Imran Khan’s dissatisfaction with that stance could easily be likened to Bush’s “you are either with us or against us” challenge to the world after the 9/11 attacks on the US, leaving no room for neutrality for any nation. The US was gravely wounded and enraged at that point in time and was getting ready to assert its enormous military might, so it told friends and foes alike there was no stopping it. To what long-term consequences is another debate. In our case, the consequences will not take long.

Ironically, if Imran Khan’s words were meant to rally/galvanise the support of members of the National Assembly that make up his rather fragile majority, they may have backfired as they confirmed the worst nightmare of the wavering Members of the National Assembly.

From the destabilisation of the last government through the run-up to the election to polling day, from government formation to the often witnessed rendering of the Opposition majority in the Senate into a humiliating minority, the sort of brazen support and mollycoddling, the governing party was used to, was no more.

Safer bet

The realisation that their leader’s comfort blanket as also their own had been wrested and they were on their own now and, far more significantly, in any election to come over the coming six to 18 months, made their decision easy. Particularly, with a resurgent Pakistan Muslim League (N) appearing a much safer bet, given the results of the by-elections and the more recent Punjab opinion polls.

Whereas those Pakistan Tehreek-e-Insaf Members of the National Assembly now convinced that even the floor-crossing disqualification may be a small price to pay for the longevity of their political careers, the government allies have no such price to pay. With the shepherd now uninterested in herding them in one particular direction, the allies are free to go where they want.

If the Pakistan Muslim League (Q)’s unofficial spokesman Tariq Bashir Cheema’s public grouse that his party was being offered a lollipop ahead of the no-confidence vote and that “hum bachchay nahi hein” (we are not kids) was not enough, the very public spat between two federal ministers left very few doubts about the unfolding scenario.

A visibly irate Shaikh Rashid, without naming the Pakistan Muslim League (Q) said he was not “like those who with five-odd votes were blackmailing for the Punjab chief minister’s position”. His cabinet colleague, Pakistan Muslim League (Q)’s Moonis Elahi tweeted right back saying Mr Rashid was attacking those whose elders used to give him money during his student days.

While the lack of commitment from the Muttahida Qaumi Movement and Grand Democratic Alliance did not lead to a public argument, despite an air dash to Karachi by the PM, it was clear the Muttahida Qaumi Movement was seeking guarantees from the Opposition allies of the Pakistan Peoples Party that if it were to support the no-trust move, the concessions promised by the Pakistan Peoples Party would be delivered.

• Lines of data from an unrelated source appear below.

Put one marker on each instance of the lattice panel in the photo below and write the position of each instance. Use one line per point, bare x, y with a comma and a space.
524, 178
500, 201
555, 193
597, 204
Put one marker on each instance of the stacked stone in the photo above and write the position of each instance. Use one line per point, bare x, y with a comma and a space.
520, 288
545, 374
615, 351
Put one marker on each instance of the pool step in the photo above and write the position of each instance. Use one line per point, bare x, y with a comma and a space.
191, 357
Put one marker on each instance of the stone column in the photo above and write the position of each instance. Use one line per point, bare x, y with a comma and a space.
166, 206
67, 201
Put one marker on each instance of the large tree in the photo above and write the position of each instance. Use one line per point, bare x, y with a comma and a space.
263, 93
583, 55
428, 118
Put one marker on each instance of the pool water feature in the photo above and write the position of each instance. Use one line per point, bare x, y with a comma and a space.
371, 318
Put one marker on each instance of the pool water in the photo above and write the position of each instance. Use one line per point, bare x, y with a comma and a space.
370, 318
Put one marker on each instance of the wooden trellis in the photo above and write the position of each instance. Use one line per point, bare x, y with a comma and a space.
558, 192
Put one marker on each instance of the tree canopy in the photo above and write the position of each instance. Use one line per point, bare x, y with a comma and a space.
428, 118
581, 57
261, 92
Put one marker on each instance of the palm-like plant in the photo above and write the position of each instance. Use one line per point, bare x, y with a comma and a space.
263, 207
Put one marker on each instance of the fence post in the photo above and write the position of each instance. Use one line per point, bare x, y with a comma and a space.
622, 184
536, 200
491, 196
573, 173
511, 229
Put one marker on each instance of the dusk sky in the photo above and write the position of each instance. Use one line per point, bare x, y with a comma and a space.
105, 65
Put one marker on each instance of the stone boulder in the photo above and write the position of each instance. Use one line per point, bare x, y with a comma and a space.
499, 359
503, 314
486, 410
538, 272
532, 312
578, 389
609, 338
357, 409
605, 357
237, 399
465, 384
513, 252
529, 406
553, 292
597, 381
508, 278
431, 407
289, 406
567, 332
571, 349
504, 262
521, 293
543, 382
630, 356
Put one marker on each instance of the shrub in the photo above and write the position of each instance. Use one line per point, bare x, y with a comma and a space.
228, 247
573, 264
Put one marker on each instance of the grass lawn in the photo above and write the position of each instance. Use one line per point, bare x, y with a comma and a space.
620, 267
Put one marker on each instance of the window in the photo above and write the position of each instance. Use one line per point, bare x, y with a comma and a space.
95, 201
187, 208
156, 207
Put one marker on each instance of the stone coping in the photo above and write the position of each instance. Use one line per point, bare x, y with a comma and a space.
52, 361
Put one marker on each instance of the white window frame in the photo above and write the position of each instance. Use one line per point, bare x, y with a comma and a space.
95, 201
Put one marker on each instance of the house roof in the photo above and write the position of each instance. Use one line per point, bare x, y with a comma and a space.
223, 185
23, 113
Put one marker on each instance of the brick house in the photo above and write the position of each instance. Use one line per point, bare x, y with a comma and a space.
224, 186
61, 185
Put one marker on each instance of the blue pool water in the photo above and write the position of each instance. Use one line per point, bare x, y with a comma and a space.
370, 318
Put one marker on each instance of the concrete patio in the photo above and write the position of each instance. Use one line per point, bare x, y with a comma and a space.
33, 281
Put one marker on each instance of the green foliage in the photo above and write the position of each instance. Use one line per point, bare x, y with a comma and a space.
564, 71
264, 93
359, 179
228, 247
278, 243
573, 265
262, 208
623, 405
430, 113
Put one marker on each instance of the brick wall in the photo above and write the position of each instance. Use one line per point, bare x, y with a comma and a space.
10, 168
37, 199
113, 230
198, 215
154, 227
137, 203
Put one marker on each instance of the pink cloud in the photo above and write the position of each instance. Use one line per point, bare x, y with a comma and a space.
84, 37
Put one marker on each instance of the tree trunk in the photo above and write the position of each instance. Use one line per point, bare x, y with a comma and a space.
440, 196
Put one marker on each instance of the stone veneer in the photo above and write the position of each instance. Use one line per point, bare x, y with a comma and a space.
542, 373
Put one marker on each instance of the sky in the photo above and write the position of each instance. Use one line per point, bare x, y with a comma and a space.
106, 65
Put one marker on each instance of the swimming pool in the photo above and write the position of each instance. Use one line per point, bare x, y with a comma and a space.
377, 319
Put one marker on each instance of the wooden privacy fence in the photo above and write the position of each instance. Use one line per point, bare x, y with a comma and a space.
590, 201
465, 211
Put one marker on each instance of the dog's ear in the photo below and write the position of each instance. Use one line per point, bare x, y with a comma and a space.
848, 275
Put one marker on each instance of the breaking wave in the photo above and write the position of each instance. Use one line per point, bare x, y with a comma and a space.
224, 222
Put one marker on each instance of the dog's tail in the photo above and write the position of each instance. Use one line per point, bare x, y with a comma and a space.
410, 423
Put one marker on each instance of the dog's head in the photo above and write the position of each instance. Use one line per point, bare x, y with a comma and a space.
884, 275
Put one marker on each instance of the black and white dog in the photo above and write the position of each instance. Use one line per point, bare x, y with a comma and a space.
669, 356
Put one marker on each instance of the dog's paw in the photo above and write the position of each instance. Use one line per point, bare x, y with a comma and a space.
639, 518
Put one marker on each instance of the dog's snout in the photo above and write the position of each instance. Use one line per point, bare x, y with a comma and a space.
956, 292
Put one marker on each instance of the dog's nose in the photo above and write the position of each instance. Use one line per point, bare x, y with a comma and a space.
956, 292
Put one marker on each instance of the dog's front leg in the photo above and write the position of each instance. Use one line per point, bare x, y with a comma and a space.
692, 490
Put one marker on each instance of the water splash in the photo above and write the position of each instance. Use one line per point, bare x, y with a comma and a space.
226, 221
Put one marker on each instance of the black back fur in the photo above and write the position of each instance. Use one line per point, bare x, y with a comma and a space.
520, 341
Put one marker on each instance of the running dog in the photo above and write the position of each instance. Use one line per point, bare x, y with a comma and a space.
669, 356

The Grand Democratic Alliance’s Pir Pagaro was “too ill” to receive the Prime Minister and the latter returned without seeing him. In desperation, the Pakistan Tehreek-e-Insaf and Imran Khan seem to be upping the ante and calling on supporters to gather in Islamabad when the vote takes place so the lawmakers violating the party whip can be confronted in the streets.

To obviate any law and order situation, I suspect the allies of the Pakistan Tehreek-e-Insaf will be encouraged to make their position clear within a few days so the message to the government is loud and clear ie confronting its own dissenting Members of the National Assembly or the Opposition in “D” Chowk and the streets will serve no purpose.

This article first appeared in Dawn.